We pass the time with board games, seated across from each other at my small dining table. I accuse him of cheating at Monopoly. He claims I’m making up words in Scrabble. Between turns, we hum along to Kenny Rogers, off-key and confident, like we’re auditioning for a honky-tonk revival.

“That’s not a real word,” he insists, pointing at my tiles.

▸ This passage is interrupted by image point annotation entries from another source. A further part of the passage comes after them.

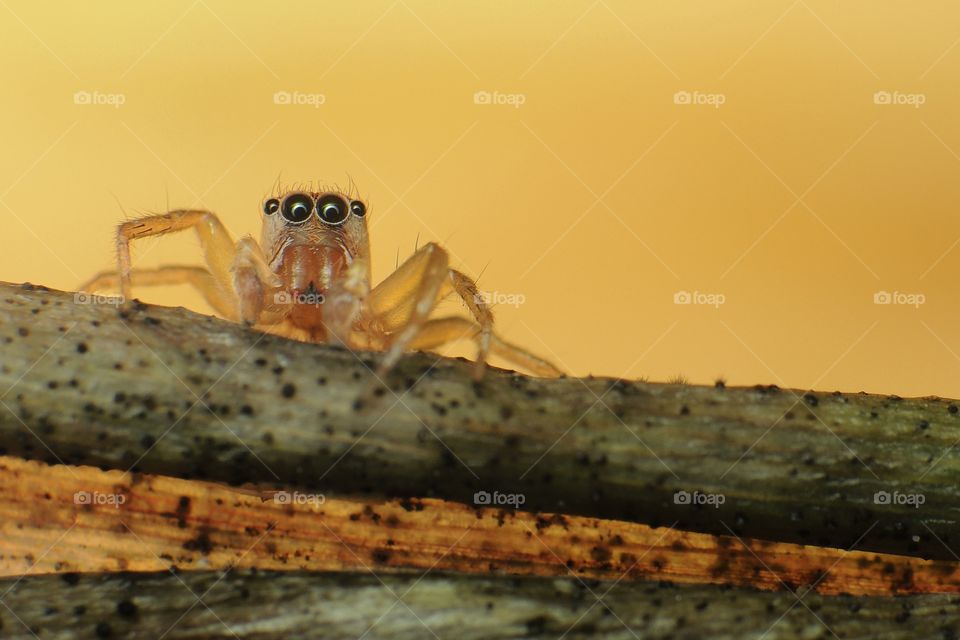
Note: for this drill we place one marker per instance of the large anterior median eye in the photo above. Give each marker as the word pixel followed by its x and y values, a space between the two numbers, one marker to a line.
pixel 332 209
pixel 297 208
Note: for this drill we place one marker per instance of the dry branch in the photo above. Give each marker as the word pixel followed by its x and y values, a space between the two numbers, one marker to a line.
pixel 267 606
pixel 172 392
pixel 79 519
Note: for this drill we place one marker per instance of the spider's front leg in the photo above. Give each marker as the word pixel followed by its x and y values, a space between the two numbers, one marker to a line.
pixel 401 304
pixel 406 298
pixel 217 245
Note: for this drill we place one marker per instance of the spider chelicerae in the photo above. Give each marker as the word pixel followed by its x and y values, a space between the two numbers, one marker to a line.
pixel 309 279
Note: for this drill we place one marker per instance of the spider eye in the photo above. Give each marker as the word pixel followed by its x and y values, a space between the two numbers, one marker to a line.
pixel 332 209
pixel 297 208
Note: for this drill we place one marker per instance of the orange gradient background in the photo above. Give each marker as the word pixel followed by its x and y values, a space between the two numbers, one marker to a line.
pixel 594 201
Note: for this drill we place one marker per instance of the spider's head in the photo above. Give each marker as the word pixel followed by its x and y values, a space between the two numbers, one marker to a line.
pixel 330 221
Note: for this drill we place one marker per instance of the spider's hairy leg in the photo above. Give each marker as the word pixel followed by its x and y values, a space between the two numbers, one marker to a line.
pixel 198 277
pixel 253 280
pixel 420 278
pixel 217 245
pixel 343 302
pixel 439 331
pixel 468 292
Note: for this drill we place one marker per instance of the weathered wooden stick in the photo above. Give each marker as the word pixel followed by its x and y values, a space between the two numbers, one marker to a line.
pixel 172 392
pixel 79 519
pixel 268 606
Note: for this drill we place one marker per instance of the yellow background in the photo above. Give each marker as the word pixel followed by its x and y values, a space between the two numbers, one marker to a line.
pixel 596 200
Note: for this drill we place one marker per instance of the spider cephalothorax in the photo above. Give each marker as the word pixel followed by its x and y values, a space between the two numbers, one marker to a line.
pixel 309 279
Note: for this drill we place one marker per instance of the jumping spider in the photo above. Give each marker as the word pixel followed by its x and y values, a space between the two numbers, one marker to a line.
pixel 309 279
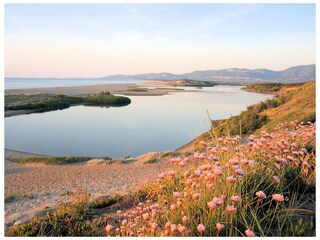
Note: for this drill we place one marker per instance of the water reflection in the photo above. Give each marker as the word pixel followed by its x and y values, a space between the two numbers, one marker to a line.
pixel 149 123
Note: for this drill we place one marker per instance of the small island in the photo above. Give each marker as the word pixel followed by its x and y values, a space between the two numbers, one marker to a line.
pixel 50 102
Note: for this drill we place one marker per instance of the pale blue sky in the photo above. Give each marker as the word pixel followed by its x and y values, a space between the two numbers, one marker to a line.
pixel 93 40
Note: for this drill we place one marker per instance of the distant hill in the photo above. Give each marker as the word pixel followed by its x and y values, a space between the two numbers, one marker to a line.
pixel 295 74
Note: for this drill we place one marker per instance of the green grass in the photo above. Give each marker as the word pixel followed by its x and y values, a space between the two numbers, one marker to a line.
pixel 53 160
pixel 293 102
pixel 55 102
pixel 137 90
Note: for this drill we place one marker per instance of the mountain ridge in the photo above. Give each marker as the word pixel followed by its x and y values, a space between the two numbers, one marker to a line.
pixel 300 73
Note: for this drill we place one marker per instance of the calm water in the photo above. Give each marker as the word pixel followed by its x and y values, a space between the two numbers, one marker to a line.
pixel 17 83
pixel 149 123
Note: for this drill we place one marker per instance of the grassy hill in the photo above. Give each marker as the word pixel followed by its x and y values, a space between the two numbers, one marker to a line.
pixel 292 102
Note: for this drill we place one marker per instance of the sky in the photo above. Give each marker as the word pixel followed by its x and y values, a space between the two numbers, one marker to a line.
pixel 95 40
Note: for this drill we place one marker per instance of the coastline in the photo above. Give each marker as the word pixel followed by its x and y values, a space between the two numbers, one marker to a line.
pixel 48 183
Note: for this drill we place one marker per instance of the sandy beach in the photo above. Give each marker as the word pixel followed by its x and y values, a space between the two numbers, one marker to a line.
pixel 48 184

“‘Qi’ is absolutely a word. Check the dictionary.”

“Fine,” he concedes after verification, his eyes lingering on mine a beat too long. “But I’m watching you.”

At night, I construct a fortress of pillows, strategically placed for maximum separation. It never lasts. Somehow, by morning, I always wake up tangled with the enemy.

On day five, the water pressure drops.

“Perfect,” I mutter, jiggling the kitchen faucet as the stream reduces to a pathetic trickle. “Just what we needed.”

Jaxon reaches around me to check for himself, his chest briefly pressing against my back. I step away, ignoring the electricity from momentary contact.

“Winter Bay’s infrastructure can handle frostbite but not a full-out blizzard blackout,” he explains, maintaining the new distance between us. “Pumps are probably failing.”

“How long do you think this will last? The whole situation?”

He glances toward the window where snow continues to fall steadily. “Hard to say. I’ve never seen a storm this persistent in April.”

That night, I lay rigidly on my side of the bed, the pillow barrier firmly in place. But as the temperature drops to its lowest point yet, I find myself unable to stop shivering.

“This is ridiculous,” Jaxon mutters from his side. “You’re freezing.”

“I’m fine,” I insist through chattering teeth.

I pull the blankets tighter. It doesn’t help. I curl into myself. Still cold.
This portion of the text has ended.